“I’ll take that one.”
I had heard the words escape my mouth even before I’d had
the time to think much about them. The ring sparkled forbiddingly at me; though
it was pretty cheap by comparison to its neighbors in the jewelry store, it
came at a cost that would hurt—badly, for a time. But “hurt” was something to
which I’d grown accustomed, and this transaction seemed less like “hurt” and
more like the healing of hurt. I handed over the money and made my way back out
to the parking lot. It was only money, after all…and when you’re dying, you
tend not to hang on to it nearly as much.

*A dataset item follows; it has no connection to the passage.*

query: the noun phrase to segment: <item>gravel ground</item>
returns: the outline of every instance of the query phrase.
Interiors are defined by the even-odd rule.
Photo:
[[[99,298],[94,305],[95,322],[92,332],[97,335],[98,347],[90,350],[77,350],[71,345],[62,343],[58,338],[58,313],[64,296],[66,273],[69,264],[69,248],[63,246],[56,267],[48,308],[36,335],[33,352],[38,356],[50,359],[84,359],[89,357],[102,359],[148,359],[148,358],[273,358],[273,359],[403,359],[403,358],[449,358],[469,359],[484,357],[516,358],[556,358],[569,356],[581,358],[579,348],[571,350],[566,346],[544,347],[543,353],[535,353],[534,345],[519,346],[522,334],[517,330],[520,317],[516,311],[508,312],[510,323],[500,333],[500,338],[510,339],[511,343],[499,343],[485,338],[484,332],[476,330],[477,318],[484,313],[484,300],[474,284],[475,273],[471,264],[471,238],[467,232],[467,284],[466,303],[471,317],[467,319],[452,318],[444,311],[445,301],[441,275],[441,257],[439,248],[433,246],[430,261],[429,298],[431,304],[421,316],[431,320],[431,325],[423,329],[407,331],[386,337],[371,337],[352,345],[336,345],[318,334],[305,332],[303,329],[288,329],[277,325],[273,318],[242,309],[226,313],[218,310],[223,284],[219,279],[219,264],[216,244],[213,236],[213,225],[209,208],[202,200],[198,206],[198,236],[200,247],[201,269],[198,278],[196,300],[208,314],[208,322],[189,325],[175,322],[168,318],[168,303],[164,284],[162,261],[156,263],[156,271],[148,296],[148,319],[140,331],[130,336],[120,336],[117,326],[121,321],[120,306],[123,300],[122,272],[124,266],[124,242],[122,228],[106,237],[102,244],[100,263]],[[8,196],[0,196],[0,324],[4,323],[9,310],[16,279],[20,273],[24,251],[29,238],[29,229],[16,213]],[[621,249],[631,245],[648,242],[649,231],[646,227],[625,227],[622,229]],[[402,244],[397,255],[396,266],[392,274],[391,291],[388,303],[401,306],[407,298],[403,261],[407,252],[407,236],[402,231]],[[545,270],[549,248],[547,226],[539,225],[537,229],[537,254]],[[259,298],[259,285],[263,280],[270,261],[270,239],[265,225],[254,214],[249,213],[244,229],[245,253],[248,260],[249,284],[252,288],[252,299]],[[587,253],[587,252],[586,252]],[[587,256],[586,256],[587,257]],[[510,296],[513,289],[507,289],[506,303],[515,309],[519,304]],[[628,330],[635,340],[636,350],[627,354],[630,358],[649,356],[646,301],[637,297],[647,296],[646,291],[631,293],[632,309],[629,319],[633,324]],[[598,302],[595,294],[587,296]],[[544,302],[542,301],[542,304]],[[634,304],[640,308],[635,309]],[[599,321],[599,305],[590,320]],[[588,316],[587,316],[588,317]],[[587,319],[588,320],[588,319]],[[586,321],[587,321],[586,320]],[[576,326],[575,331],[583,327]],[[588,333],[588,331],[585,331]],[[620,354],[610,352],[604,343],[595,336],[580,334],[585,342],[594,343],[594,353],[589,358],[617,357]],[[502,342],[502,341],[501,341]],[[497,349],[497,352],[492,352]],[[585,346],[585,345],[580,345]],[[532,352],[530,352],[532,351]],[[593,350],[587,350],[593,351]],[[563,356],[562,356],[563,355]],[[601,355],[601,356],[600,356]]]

Close to this time 10 years ago, we prepared to celebrate
our 10th anniversary. My cancer had recurred, and doctors were
beginning to speak in glum tones about the possibilities of beating it a second
time. A terrifying surgery had been scheduled for August, and it was literally
everyone’s guess how things were going to turn out. I had begun to prepare for
the worst-case scenario.
In my preparations, I thought of my 10th
anniversary. It was a rather large miracle that we had made it that far anyhow,
and I couldn’t let the moment pass without noting how good God had been to us.
When we were first married, I was a broke musician, so her wedding ring had
been a James Avery with her birthstone. She had always claimed to love it, so I
had never given it a second thought. Now, after having lived through everything
we’d lived through, I was determined to show a different level of appreciation
for the kind of woman she was—so I bought her an actual wedding ring.
We began our anniversary with the cloud of death looming
ominously on the horizon. We attempted to penetrate the shadowy atmosphere of
dread with a sort of forced celebratory spirit by going to the cheapo water
park in San Antonio, but I was in too much pain to do more than lazily tube
down the kiddie river. We changed clothes in our Ford Expedition and went to
Outback Steakhouse, where I surprised her with the ring. I finally got a chance
to let her know how grateful I was to have such a loyal and devoted wife
despite my own character failings, obstinacy and general asininity. It was a
beautiful night, in its own strange way—momentarily keeping at bay the
foreboding future. We both understood that it was likely to be our last
anniversary to celebrate.
You know the story by now; how God answered a multitude of
prayers and the death sentence that I’d been given was commuted. As we near the
10th anniversary of that incredible moment, I’ll probably have more
to say on that. But the immediacy of this particular milestone must not pass
unnoticed, for in the interim we have celebrated 10 more anniversaries than we
thought we’d have. Each one has been a gift, quite literally. As I prepare to board the plane that takes us
back to our home, I am packing the suitcase much less carefully than I did when
preparing to come here. I catch the flash of something brilliant in the morning
sunlight as it streams through the hotel window; it is the ring on my wife’s
finger.
She wears it without the temporal, fleeting excitement of
that frightening night those years ago. Instead, now it is less of an adornment
than it is a part of her hand. It is a regularity, and a regularity is a
comfort. It is a sign that all is right, and as it should be. It is as much a
part of her as the color of her skin. Its fanciful yet understated brilliance became
her “normal” for the previous 10 years. This is fitting, as well, for it
complements her who shines. Surely Lord Byron understood when he wrote the
words that always remind me of my wife: “She walks in beauty, like the night of
cloudless climes and starry skies.”
I’m so grateful for these 20 years. I’ve never shown it
adequately, and I’ve never lived up to my end of this bargain nearly as
consistently as she. But as I live and breathe today, I’ve never been more
grateful for any of God’s innumerable other gifts than I am this one—that He
spared my life that year so that I could spend it with her. The flash of sunlight
on that ring brings a reminder that God gives gifts far better than I, and He
has certainly out-given me in this case. There are other rings in the world,
and they are undoubtedly shinier and more expensive and perhaps more
impressive. But this one is hers, and she is mine, and God has provided all.